Was er nicht ahnen konnte, war, wie lange er brauchen würde, um die Spitze zu erreichen.
„Verdammt! Das ist sicher höher als der höchste Berg in der Welt von Xiaofan“, fluchte Lin Mu frustriert.
Dieses Mal hatte Lin Mu mitgezählt, um zu sehen, wie viel Zeit vergangen war. Und nach über einer Woche hatte er aufgegeben.
~THUD~
„Ugh … Ich werde mich ein bisschen ausruhen und dann weitermachen …“, sagte Lin Mu zu sich selbst.
Seit einigen Tagen redete er viel mehr mit sich selbst und hatte sich unbewusst daran gewöhnt. Auf diese Weise fühlte er sich auch nicht mehr so einsam wie zuvor.
Um sich auszuruhen, lag Lin Mu auf einem schmalen Vorsprung, der aus der endlosen Felswand ragte. Es handelte sich um natürliche Vorsprünge, die einfach abgebrochene Teile der Felsen waren, aus denen die Wand bestand.
„Zurück an die Arbeit!“ Nachdem er sich ein paar Stunden ausgeruht hatte, begann Lin Mu erneut zu klettern.

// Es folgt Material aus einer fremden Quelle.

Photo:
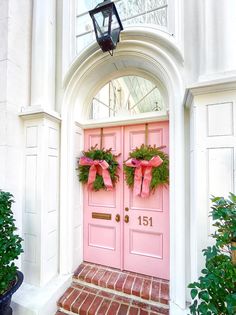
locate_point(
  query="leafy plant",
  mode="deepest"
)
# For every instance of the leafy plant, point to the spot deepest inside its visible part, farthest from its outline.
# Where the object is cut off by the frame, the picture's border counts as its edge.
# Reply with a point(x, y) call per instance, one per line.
point(224, 215)
point(10, 243)
point(215, 291)
point(160, 174)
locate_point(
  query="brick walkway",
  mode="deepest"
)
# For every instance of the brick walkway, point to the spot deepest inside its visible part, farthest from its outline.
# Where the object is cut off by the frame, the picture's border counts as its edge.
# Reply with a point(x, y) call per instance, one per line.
point(105, 291)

Doch dieses Mal entdeckte er etwas Neues.
„Hm? Ist das … Nebel?“ Lin Mu konnte feine Partikel in der Luft schweben sehen.
Unterhalb dieser Stelle hatte Lin Mu nur Dunkelheit empfunden, aber keinen Nebel. Die Luft dort unten war ziemlich klar. Aber dank seiner spirituellen Wahrnehmung war Lin Mu sicher, dass sich jetzt Nebel um ihn herum befand.
„Bin ich in großer Höhe?“ Lin Mu dachte, dass er vielleicht eine Höhe erreicht hatte, in der Wolken an den Bergen hängen blieben.
„Nein, warte mal… das ist kein Wasserdampf… das ist was anderes“, meinte Lin Mu, nachdem er den Nebel genauer angeschaut hatte.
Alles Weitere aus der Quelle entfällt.